Moreover, the data files themselves are often unwieldy, requiring the use of expensive statistical programs for their analysis. Both the cost and complexity of these datasets means that their use by independent researchers and analysts is hampered. To propel greater analysis of this information, CMS should change its data sharing policies to render datasets less expensive and more accessible to a wider range of researchers.

Include Facility Cost Data. As outlined in sections above, inclusion of facility cost information could help better identify those providers who deliver services in higher-paying hospital settings, when they could be delivered in lower cost community or physician office settings. The inclusion of facility cost data could also allow deeper analyses on specific subspecialties and procedures, and create further evidence on the need for facility payment methodologies that are site neutral.

In fact, CMS and the Medicare Payment Advisory Commission (MedPAC)  have both proposed plans to implement site-neutral payments, but further research by a wider range of organizations must be lead to help determine suitable subspecialties and procedure codes where payment differences are particularly egregious.

Include Patient-level Data. The current dataset lacks patient information such as age or diagnosis, information that is necessary to determine whether a service provided is indeed low-value to a specific type of patient. Taking the case of prostate cancer screenings—which are deemed unnecessary for men over the age 75—a service might only be low-value for patients of certain ages, as well as with certain health care conditions.

As many recommendations are based on a patient’s age, if releasing individual patient-level age data poses a problem, such as privacy, CMS should consider grouping patients into five-year cohorts (i.e. 60-65, 66-70, etc.). In general, the inclusion of patient information, even if it were aggregated to the individual provider level, would be useful to ensure that findings can be risk-adjusted and that providers serving higher-risk and more complex patient populations are not criticized for higher spending patterns that result.

Include Geographic Benchmarks. Research has shown that health care utilization varies based on geography. Therefore, geographic benchmarks, perhaps by hospital referral region, based on local demographics, must be included in future datasets to enhance geographic comparisons of utilizations rates for individual providers and health systems, as well as procedures, tests, and prescriptions.

Include Time-series Data. The 2014 dataset only includes information from 2012. In future releases, we not only recommend that the data be up-to-date, but we also suggest that more historical data be provided so as to allow deeper analyses of provider utilization and cost trends over time.

Though the release of the Medicare physician payment dataset signified a historically large step toward transparency, there is still a long way to go before these data can be considered useful for analysis. Yet, even once datasets are improved upon, and the information provided is cleaned and perfected, the achievement of “meaningful” transparency will require further steps.

That is, we will then have to explore how this useful information can be translated adequately to the consumer so as to ensure its use when choosing a provider. Only then—when consumers are able to be “smart” shoppers—can this information potentially lead to provider competition on price and quality, and ultimately propel overall health system improvement. 

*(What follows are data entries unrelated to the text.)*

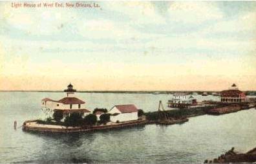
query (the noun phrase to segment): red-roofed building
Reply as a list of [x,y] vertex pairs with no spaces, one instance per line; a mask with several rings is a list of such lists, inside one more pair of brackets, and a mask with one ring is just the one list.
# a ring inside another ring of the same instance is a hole
[[109,113],[112,114],[111,121],[112,122],[138,120],[138,108],[133,104],[115,105],[109,110]]
[[229,89],[220,92],[220,102],[223,103],[242,103],[246,102],[246,96],[233,84]]
[[76,97],[74,97],[76,89],[73,89],[73,86],[70,84],[68,89],[65,89],[67,97],[59,100],[53,100],[48,98],[45,98],[41,100],[42,109],[47,113],[46,117],[51,117],[56,111],[61,111],[67,116],[73,113],[83,114],[84,116],[89,114],[91,111],[85,109],[85,102]]

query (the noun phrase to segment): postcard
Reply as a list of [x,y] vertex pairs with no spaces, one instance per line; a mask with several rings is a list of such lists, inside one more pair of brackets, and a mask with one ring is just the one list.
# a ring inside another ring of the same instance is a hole
[[0,1],[0,163],[256,162],[256,1]]

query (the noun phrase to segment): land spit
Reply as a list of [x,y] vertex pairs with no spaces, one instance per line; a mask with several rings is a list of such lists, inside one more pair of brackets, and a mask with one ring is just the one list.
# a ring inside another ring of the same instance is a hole
[[60,132],[69,133],[76,132],[96,131],[103,129],[123,128],[125,127],[145,125],[145,120],[129,121],[123,123],[111,123],[106,125],[92,126],[63,126],[57,125],[42,124],[37,120],[29,120],[23,123],[23,130],[25,131],[35,131],[41,132]]
[[256,147],[246,153],[235,151],[233,147],[224,154],[221,154],[213,160],[206,159],[204,163],[255,163],[256,162]]
[[[224,110],[223,109],[224,109]],[[189,117],[211,114],[211,112],[209,111],[212,110],[214,110],[214,111],[215,112],[219,111],[217,114],[222,114],[231,112],[236,112],[241,109],[249,109],[249,107],[246,107],[244,105],[242,107],[239,105],[239,107],[236,107],[235,109],[234,109],[233,105],[227,106],[226,105],[224,105],[223,104],[221,104],[198,107],[193,109],[185,108],[182,109],[168,110],[164,111],[168,115],[168,117],[171,118],[167,123],[165,123],[165,122],[161,122],[161,120],[160,120],[158,118],[159,113],[158,111],[145,113],[145,116],[142,117],[138,120],[120,123],[109,122],[105,125],[91,126],[81,125],[73,127],[65,126],[63,125],[50,125],[40,123],[38,120],[28,120],[23,123],[23,130],[25,131],[69,133],[75,132],[88,132],[100,131],[103,129],[123,128],[125,127],[137,126],[150,123],[172,125],[176,123],[182,123],[184,122],[187,122],[187,118]],[[215,114],[215,113],[213,113],[213,114]]]

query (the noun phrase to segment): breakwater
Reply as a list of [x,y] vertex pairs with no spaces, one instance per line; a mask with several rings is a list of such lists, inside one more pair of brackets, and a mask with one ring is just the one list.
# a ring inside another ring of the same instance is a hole
[[[222,105],[215,105],[217,107],[222,107]],[[170,118],[179,119],[182,117],[192,117],[206,114],[208,110],[213,108],[213,106],[204,106],[194,108],[184,108],[180,109],[166,110],[165,113],[168,114]],[[159,119],[158,112],[147,112],[145,113],[146,120],[148,122],[154,122]]]

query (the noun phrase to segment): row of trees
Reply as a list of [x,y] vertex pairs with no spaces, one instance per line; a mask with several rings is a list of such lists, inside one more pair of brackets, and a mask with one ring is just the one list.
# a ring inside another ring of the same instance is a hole
[[[103,111],[104,110],[104,111]],[[100,111],[104,113],[101,114],[100,116],[100,121],[98,122],[97,116],[94,114],[90,114],[87,115],[85,118],[82,117],[82,114],[74,113],[71,113],[69,116],[65,118],[64,124],[69,126],[76,125],[94,125],[97,122],[100,124],[106,124],[110,122],[111,114],[106,113],[105,109],[94,109],[93,113],[96,111]],[[144,112],[142,109],[138,111],[138,116],[144,115]],[[53,118],[55,121],[59,122],[63,118],[63,113],[61,111],[55,111],[53,114]]]
[[[97,116],[94,114],[90,114],[83,118],[82,114],[74,113],[65,118],[64,124],[66,125],[93,125],[98,120]],[[61,111],[56,111],[53,114],[54,120],[59,122],[63,118],[63,113]],[[104,113],[100,115],[99,123],[105,124],[110,122],[110,114]]]

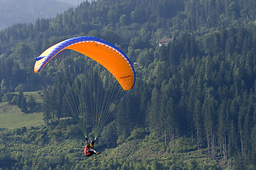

[1]Avastin can sometimes get billed as ‘unclassified biologics’ or ‘drugs unclassified injection.’ Based on conversations with ophthalmologists we found that it was unlikely for any other drugs in these categories to fall within Avastin’s price range. We included HCPCS codes billed by ophthalmologists between $40 and $62 (the maximum allowable in 2012 and three standard deviations below that number) at the risk of including drugs that were not Avastin.